C’est pour sauver l’intégrité de la revue effectivement mise à mal que cette rétractation a lieu. Certes ! mais quid des conséquences, d'une part sur les méthodes d'évaluation comme sur les autorisations déjà délivrées ou en voie de l'être quant à leur impact sanitaire.
Sur le premier, il faut se référer à la décision rendue récemment par la cour administrative d’appel de Paris, à propos des méthodes d’évaluation des pesticides par l’Anses, donnant un délai pour réévaluer toute une série d'autorisations en raison des faiblesses réglementaires d'évaluation qui avaient été observées. (CAA de Paris, 3e ch., n° 23PA03881, n° 23PA03883 n° 23PA03895, 3 septembre 2025)
Logiquement, et à l'échelle de la planète, toutes les autorisations qui reposent sur cette étude comme élément de base fourni par l’industriel devraient être suspendues pour être réévaluées et bien entendu toute demande concernant la prolongation ou de nouvelles autorisations à base de glyphosate devraient donner lieu à une nouvelle procédure d’évaluation excluant cette étude. Cette étude semble frauduleuse et la fraude corrompt tout, permettant le retrait sans délai.
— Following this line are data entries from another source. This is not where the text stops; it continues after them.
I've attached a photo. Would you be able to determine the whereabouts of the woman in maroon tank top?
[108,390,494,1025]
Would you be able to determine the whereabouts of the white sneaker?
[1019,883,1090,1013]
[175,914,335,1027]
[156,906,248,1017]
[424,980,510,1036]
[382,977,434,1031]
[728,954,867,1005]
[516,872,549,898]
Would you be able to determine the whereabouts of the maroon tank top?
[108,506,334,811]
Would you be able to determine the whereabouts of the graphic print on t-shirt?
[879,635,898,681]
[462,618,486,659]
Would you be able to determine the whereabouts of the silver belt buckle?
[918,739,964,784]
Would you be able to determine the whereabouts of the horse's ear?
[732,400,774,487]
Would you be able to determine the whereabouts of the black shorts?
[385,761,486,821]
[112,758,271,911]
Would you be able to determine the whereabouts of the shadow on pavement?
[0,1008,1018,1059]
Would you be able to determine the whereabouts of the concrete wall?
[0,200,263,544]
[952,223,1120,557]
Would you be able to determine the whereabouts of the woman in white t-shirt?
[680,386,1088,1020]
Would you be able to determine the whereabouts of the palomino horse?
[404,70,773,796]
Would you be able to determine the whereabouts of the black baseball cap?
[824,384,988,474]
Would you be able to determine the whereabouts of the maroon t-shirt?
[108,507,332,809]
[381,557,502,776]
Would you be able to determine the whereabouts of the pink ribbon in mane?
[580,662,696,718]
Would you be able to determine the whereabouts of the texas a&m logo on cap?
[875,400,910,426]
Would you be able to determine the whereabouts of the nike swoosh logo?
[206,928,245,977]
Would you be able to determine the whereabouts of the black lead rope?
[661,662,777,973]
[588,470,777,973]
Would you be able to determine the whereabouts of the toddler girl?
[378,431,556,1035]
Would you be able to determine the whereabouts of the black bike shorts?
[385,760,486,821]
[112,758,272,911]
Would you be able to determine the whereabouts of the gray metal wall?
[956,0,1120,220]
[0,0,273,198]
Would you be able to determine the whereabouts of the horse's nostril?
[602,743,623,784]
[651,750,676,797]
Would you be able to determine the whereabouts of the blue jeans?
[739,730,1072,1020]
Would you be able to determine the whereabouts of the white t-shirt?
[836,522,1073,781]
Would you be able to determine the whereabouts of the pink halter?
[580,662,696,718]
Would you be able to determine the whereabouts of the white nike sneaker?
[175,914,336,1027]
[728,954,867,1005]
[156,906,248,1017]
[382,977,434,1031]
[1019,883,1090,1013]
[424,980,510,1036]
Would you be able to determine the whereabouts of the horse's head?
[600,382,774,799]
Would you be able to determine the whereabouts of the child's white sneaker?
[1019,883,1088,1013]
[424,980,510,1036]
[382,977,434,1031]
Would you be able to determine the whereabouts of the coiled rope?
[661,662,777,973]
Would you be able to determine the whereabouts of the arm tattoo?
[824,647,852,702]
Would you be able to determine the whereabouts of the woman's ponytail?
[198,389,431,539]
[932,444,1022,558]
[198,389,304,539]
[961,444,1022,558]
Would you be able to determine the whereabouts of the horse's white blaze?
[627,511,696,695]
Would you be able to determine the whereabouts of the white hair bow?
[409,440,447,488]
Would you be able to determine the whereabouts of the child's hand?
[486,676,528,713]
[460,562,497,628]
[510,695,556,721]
En second lieu, la Cour de justice de l’Union européenne a depuis longtemps, rappelé aux autorités compétentes, que d’une part les études sur lesquelles elles se fondaient devaient être publiées mais surtout, d’autre part, que les études des industriels ne devaient en aucun cas être les seuls éléments ou les éléments majeurs pris en considération. Or, tel n’est évidemment pas le cas. Ainsi, dans la dernière réévaluation du glyphosate en 2024, moins de 1 % des études autres que celles des industriels ont été prises en considération !
Or, ce qui est mis en lumière par cette étude phare de 2000 est bien entendu reproductible sur d’autres études des industriels. Et cela interpelle également sur le sérieux des revues à comité de lecture. On peut se réjouir de ce que Elsevier ait fait le choix de la rétractation pour cette étude mais il s'interroge sur les décisions qui ont été prises pour revoir des études publiées dans la revue et qui ne reposeraient que sur des études industrielles non publiées.
On peut également s'interroger sur les responsabilités des uns et des autres, de Monsanto bien sûr, mais également de l'éditeur, dans les conséquences délétères de telles publications.
En bref, à l'heure du backlash et de la remise en cause de l'impératif de protection sanitaire au bénéfice des industriels de la chimie, ce retrait a le mérite d'appeler un chat un chat et d’envoyer un signal fort à tous nos concitoyens pour qu'ils comprennent dans quelles conditions des décisions qui impactent considérablement leur santé celle de leurs enfants et leur avenir sont prises."